Ein Gespräch über Diversitätsentwicklung am Stadtmuseum Berlin mit Miriam Camara, Dr. Claudia Gemmeke, Ulrike Kloß, Nurêy Özer und Toan Nguyen

 

Toan Nguyen: Wenn Sie zurückblicken auf die letzten anderthalb Jahre, mit welchen Erwartungen und Wünschen sind Sie gestartet?

 

Claudia Gemmeke: Erwartungen und Wünsche hatten wir nicht nur am Anfang, sondern haben wir immer noch. Also wir wünschen uns, dass in unserem Haus eine offene Arbeits- und Kommunikationskultur gelebt wird, dass wir einen wertschätzenden und diskriminierungssensiblen Umgang miteinander haben, dass das ganze Haus einen neuen Spirit bekommt, aus dem heraus es seine Programme und seine Veranstaltungen ausrichtet, seine Orte bespielt und seine Gäste willkommen heißt.

 

Ulrike Kloß: Ich schließe mich an und würde noch hinzufügen, dass wir uns länger mit dem Gedanken getragen haben, diesen Schritt der Diversitätsentwicklung zu gehen.

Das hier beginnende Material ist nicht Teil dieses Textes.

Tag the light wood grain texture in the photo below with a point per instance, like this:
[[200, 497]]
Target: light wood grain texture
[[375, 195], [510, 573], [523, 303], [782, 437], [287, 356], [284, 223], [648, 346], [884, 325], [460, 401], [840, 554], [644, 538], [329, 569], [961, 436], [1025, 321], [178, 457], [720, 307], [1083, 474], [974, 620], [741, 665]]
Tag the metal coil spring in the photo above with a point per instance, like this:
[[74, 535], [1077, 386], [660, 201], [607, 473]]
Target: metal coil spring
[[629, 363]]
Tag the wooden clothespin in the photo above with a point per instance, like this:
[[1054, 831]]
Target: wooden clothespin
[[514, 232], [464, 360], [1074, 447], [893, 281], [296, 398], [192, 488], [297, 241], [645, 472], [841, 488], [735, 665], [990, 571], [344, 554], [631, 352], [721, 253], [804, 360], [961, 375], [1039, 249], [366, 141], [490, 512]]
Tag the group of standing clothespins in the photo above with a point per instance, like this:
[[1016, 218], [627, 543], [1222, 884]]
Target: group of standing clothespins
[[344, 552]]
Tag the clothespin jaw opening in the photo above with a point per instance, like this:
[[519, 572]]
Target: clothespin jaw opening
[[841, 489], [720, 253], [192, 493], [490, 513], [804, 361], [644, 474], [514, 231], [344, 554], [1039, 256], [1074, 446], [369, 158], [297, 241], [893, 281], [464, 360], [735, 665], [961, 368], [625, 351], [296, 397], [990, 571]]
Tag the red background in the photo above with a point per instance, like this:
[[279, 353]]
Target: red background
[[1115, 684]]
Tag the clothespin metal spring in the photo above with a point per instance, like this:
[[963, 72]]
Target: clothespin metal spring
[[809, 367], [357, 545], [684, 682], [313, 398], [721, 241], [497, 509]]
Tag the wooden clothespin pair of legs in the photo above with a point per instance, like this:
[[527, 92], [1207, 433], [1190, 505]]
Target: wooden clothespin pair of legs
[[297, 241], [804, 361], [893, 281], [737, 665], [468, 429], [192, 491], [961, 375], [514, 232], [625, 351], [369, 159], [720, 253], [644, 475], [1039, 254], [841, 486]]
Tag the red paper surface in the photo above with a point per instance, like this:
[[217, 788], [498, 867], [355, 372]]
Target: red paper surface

Die Zeichen waren 2017 sehr positiv für diesen Prozess, weil wir zum einen mit einem neuen und progressiven Direktor – der sehr großes Interesse hatte, einen organisationsumfassenden Change anzuregen – die Chance gesehen haben, hier wirksam werden zu können. Und zum anderen war klar, dass wir als Organisation wachsen werden, sowohl was unsere Standorte als auch unsere Personalstruktur angeht.

 

Miriam Camara: Aus Sicht der Organisationsentwicklung und -beratung waren meine Wünsche und Erwartungen weniger ergebnisorientiert, weil es in solchen Prozessen nie vorherzusagen ist, wann wie was in welcher Form umgesetzt wird. Das heißt, meine Erwartungen und Wünsche haben sich eher auf ein gutes Arbeiten in der Institution gerichtet, dass der Prozess von der Leitung getragen wird und wir intern ein Team vorfinden, das mit uns gemeinsam diesen Prozess begleitet.

 

Nurêy Özer: Ich stimme dem völlig zu. Mein Wunsch ist es, in Berlin Orte zu erleben, die die gesamte Stadtgesellschaft darstellen, mitdenken und auch Raum dafür geben, Raum für unterschiedliche Stimmen. Das ist ein Wunsch, der für mich nicht nur als Organisationsentwicklerin, sondern auch als Akteurin dieser Stadtgesellschaft sehr präsent ist. Und dieser Wunsch hat sich auch mit den Erwartungen der Belegschaft des Stadtmuseums in vielen Aussagen gedeckt.

 

Toan Nguyen: Was haben Sie für inhaltliche Schwerpunkte gesetzt? In welchen Bereichen sind Veränderungsprozesse angegangen worden oder werden angegangen?

 

Claudia Gemmeke: Es geht darum, dieses Stadtmuseum als ein Haus für die offene Gesellschaft des 21. Jahrhunderts fit zu machen. Fit zu machen insofern, als wir unsere musealen Aufgaben – die Betreuung der Sammlungen und deren Vermittlung – als eine starke Aufgabe beibehalten, aber darüber hinaus uns viel stärker in die Stadtgesellschaft öffnen. Wir wollen, dass das Museum mit seiner Relevanz für die Gesellschaft sichtbarer ist und stärker zum Diskussionsraum wird. Diversitätsentwicklung ist dabei ein wichtiger Punkt.

 

Ulrike Kloß: Als Stadtmuseum Berlin haben wir die Aufgabe, uns mit der Geschichte und der Kultur dieser Stadt zu beschäftigen. Damit haben wir eine tolle Voraussetzung, weil wir bei aller Unterschiedlichkeit die Stadt als gemeinsamen Nenner in ganz vielen Aspekten von Lebensrealitäten benennen können. Ein großer Schwerpunkt ist auch unsere Personalentwicklung. Wir eröffnen nächstes Jahr die Berlin Ausstellung im Humboldt Forum. Allein mit der Eröffnung dieses neuen Standortes stellen wir ca. 30 neue Mitarbeitende ein.

 

Toan Nguyen: Welche Ziele haben Sie bislang schon erreichen können, die für Sie einen ersten Meilenstein darstellen?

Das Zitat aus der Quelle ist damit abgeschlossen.